METHODS: From January 2007 to March 2013, 84 consecutive patients with HCC and hypersplenism who underwent synchronous hepatectomy and splenectomy in our center were compared with 84 well-matched patients from a pool of 268 patients who underwent hepatectomy alone. The short-term and long-term outcomes of the two groups were analyzed and compared.
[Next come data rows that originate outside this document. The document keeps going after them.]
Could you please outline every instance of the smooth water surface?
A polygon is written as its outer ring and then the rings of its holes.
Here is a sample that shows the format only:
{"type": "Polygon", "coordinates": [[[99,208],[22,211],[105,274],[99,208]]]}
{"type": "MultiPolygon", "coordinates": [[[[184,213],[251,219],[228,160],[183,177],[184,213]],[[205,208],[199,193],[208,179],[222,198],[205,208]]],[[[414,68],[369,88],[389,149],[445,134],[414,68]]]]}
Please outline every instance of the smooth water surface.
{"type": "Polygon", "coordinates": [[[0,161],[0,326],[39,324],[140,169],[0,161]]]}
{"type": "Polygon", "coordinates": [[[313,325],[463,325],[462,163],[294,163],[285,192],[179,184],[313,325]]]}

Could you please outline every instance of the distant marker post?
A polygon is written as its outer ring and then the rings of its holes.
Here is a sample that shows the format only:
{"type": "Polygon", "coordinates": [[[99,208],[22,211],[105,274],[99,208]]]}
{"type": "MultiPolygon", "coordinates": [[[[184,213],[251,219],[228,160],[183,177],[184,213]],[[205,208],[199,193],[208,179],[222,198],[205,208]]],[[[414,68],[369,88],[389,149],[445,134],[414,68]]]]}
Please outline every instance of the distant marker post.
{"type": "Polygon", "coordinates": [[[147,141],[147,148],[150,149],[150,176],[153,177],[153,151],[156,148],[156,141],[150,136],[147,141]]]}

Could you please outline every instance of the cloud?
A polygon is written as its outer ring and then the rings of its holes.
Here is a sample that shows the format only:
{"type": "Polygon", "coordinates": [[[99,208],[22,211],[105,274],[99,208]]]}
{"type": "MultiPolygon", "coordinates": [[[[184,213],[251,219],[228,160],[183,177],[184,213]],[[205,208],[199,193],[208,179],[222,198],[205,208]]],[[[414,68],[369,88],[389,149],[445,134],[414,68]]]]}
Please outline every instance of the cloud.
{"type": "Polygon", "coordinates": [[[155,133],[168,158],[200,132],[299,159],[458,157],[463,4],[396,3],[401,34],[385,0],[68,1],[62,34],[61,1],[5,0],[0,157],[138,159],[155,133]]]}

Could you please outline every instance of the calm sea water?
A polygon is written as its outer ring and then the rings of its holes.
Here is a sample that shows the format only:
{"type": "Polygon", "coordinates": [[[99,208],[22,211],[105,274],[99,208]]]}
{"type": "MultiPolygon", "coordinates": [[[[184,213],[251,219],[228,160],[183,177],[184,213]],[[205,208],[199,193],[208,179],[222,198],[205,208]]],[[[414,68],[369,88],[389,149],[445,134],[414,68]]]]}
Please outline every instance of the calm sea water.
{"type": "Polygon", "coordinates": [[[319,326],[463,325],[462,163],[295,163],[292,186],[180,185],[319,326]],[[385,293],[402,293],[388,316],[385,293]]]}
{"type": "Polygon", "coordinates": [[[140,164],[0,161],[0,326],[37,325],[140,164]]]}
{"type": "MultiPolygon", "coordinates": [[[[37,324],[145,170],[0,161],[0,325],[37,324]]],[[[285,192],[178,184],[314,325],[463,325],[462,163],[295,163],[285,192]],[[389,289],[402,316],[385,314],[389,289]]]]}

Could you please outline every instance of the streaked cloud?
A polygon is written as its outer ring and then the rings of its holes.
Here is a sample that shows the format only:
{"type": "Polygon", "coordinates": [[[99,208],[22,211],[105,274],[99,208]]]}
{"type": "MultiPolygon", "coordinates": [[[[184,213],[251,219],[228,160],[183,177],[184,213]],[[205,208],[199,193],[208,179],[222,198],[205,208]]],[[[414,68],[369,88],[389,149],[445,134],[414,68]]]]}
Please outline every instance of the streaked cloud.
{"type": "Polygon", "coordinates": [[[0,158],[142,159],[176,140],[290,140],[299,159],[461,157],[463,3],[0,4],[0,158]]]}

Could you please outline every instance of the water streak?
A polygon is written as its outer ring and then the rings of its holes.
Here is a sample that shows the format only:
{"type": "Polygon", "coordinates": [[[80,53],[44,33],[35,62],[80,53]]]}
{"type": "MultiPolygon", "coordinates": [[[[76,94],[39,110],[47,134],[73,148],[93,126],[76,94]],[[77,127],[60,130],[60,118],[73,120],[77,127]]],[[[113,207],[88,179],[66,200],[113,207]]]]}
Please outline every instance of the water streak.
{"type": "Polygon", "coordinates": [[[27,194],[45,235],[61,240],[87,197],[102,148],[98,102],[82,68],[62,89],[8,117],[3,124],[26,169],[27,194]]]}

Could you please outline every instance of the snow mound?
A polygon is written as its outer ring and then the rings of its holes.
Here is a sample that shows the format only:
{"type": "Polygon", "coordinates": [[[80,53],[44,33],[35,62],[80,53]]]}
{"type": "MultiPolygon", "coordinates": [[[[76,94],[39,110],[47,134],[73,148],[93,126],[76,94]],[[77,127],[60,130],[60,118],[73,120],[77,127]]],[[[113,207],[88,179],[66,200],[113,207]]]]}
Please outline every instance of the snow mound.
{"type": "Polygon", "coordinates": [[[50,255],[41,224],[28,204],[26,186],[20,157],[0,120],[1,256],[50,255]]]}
RESULTS: The mean time to recurrence was 21.11 ± 12.04 mo in the HS group and 11.23 ± 8.73 mo in the HA group, and these values were significantly different (P = 0.001). The 1-, 3-, 5-, and 7-year disease-free survival rates for the patients in the HS group and the HA group were 86.7%, 70.9%, 52.7%, and 45.9% and 88.1%, 59.4%, 43.3%, and 39.5%, respectively (P = 0.008). Platelet and white blood cell counts in the HS group were significantly increased compared with the HA group one day, one week, one month and one year postoperatively (P < 0.001). Splenectomy and micro-vascular invasion were significant independent prognostic factors for disease-free survival. Gender, tumor number, and recurrence were independent prognostic factors for overall survival.
CONCLUSION: Synchronous hepatectomy and hepatectomy potentially improves disease-free survival rates and alleviates hypersplenism without increasing the surgical risks for patients with HCC and hypersplenism.
Core tip: The optimal approach for treating patients suffering from hepatocellular carcinoma (HCC) and hypersplenism is not well established. In the present study, synchronous hepatectomy and hepatectomy improved disease-free survival rates and alleviated hypersplenism without increasing the surgical risk for patients with HCC and hypersplenism.